Colleges and universities across the US are creating data science programs to train future professionals to manage the massive amounts of digital data created by a range of sources - from web traffic to digital cameras. This data analysis frequently requires large-scale cyberinfrastructure - advanced computing systems that can deal with terabytes or even petabytes of data. However, few programs teach students how to use such resources effectively.
A new, three-year, $600,000 grant from the National Science Foundation's (NSF) Education and Human Resources directorate to the Texas Advanced Computing Center (TACC) and the University of Louisville (UofL) will support the development of training, tools, and a cloud-based virtual environment to teach data science at the largest scales and provide computational resources for education. The grant is part of NSF's "Improving Undergraduate STEM Education" (IUSE) program.
"The fast pace of technology and software developments makes keeping up with knowledge about big data analytics a challenge not only for the students but also for the educators," said Weijia Xu, a research scientist at TACC and the principal investigator on the project. "TACC and the University of Louisville, both leaders in big data and cloud computing, are uniquely positioned to develop tools to help train students and teachers nationwide."
The grant will allow the team from TACC (Xu, along with Ruizhu Huang, and Rosalia Gomez) and UofL (led by Hui Zhang) to create lightweight tools, training modules and exercises focusing on useful, open-source software for data science including R, Hadoop, Spark, and TensorFlow.
"The project will deliver a full set of interactive documents and video tutorials on using and configuring the platform," said Huang. "The educational activities will use graphical, interactive, simulation-based, and experiential learning components to teach data science concepts and computing skills, accessed through the cloud-based platform. The project aims to help students develop critical workforce skills in data science."
The training will cover both data analytics and machine learning and will introduce students and educators to emerging technologies, such as containers -- a form of virtualization that allows data scientists to work in reproducible environments of their choosing and design.
The training and tools will be available for use on existing campus computing infrastructure and also can leverage resources available at TACC, which has some of the most powerful advanced computing systems in the world.
Students and professors will access these learning tools through a cloud-based virtual environment that TACC and UofL will develop. The project will complement existing curriculum in data science and will enhance the learning experience for students regardless of whether they are at a top data science program or a small minority-serving institution. The materials will be designed for both in-person instruction and for remote, online use.
The project will train diverse students in this critical area. The University of Texas at Austin, where TACC is based, is one of nation's top 10 universities in terms of the number of Hispanic undergraduate degrees awarded, while UofL was ranked by U.S. News and World Reports as one of the best schools for African-American students outside historically black colleges and universities.
Education and outreach specialists at TACC will partner with K-12 STEM programs to take advantage of the cloud-based virtual environment to reach students as early as possible.

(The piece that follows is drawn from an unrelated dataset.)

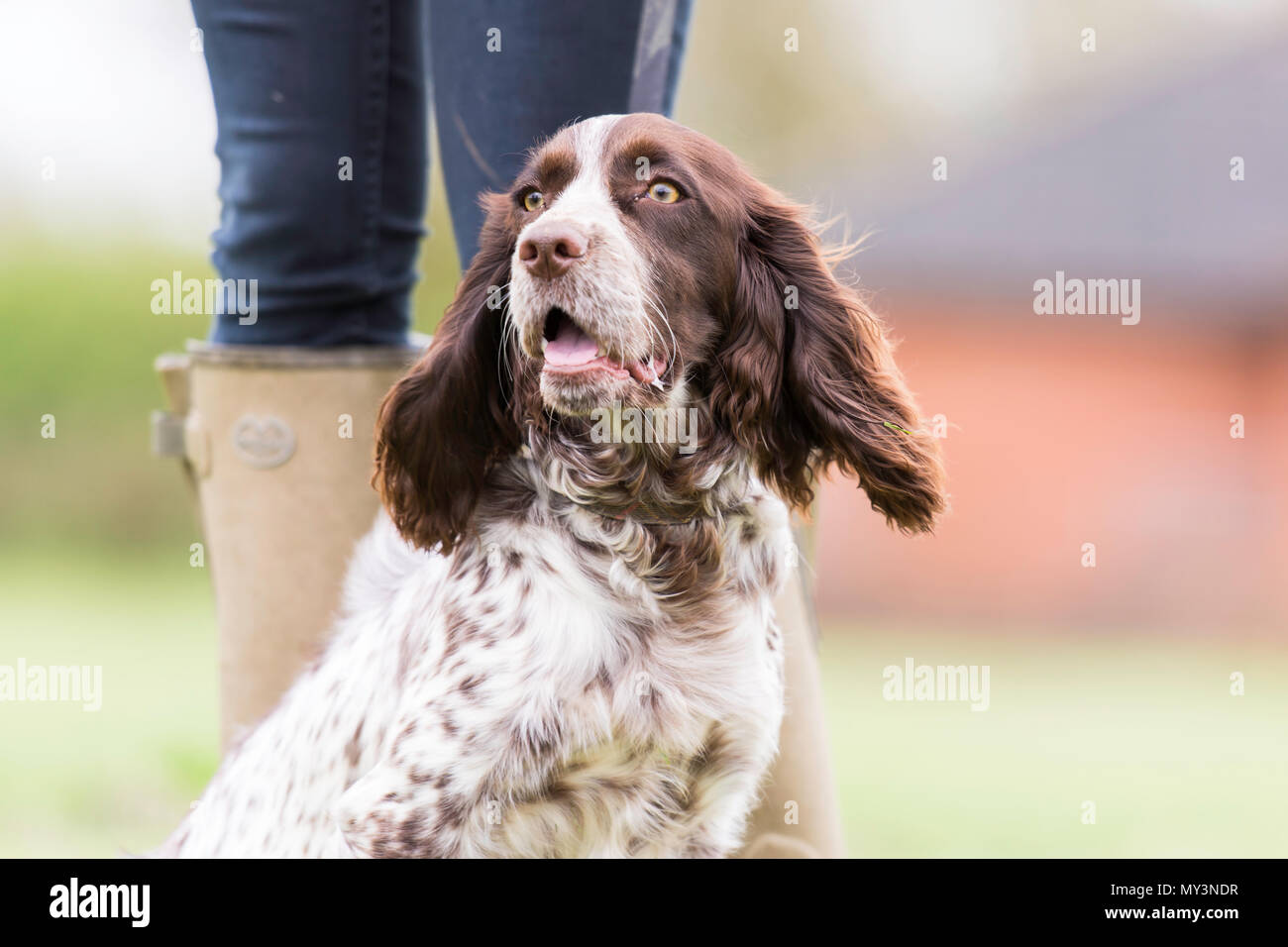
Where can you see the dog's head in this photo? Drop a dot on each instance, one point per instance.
(638, 262)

TACC staff plan to create an activity using the cloud-based virtual environment that targets the approximately 200 underrepresented high school students who participate in the CODE @ TACC summer programs each year.

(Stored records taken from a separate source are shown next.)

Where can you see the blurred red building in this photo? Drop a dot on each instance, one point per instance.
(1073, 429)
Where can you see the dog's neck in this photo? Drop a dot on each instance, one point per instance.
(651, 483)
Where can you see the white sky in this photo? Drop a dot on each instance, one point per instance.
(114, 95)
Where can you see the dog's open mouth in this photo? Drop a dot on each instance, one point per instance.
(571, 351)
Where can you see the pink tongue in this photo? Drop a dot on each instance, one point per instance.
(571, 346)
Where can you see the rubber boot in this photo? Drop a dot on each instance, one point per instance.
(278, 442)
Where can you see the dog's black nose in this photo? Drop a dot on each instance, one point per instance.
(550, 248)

The research team will also collaborate with Campus Champions from the Extreme Science and Engineering Discovery Environment (XSEDE), who serve as local experts on campuses nationwide, to disseminate training opportunities. Their presence at two-year and four-year institutions will ensure rich diversity among students.
Said Rosalia Gomez, TACC Education & Outreach Manager: "To address the high-demand of advanced computing resources that are currently limited in classrooms across the country, this award will help us develop curriculum and learning frameworks and provide campus-wide access to resources that will impact students of diverse backgrounds."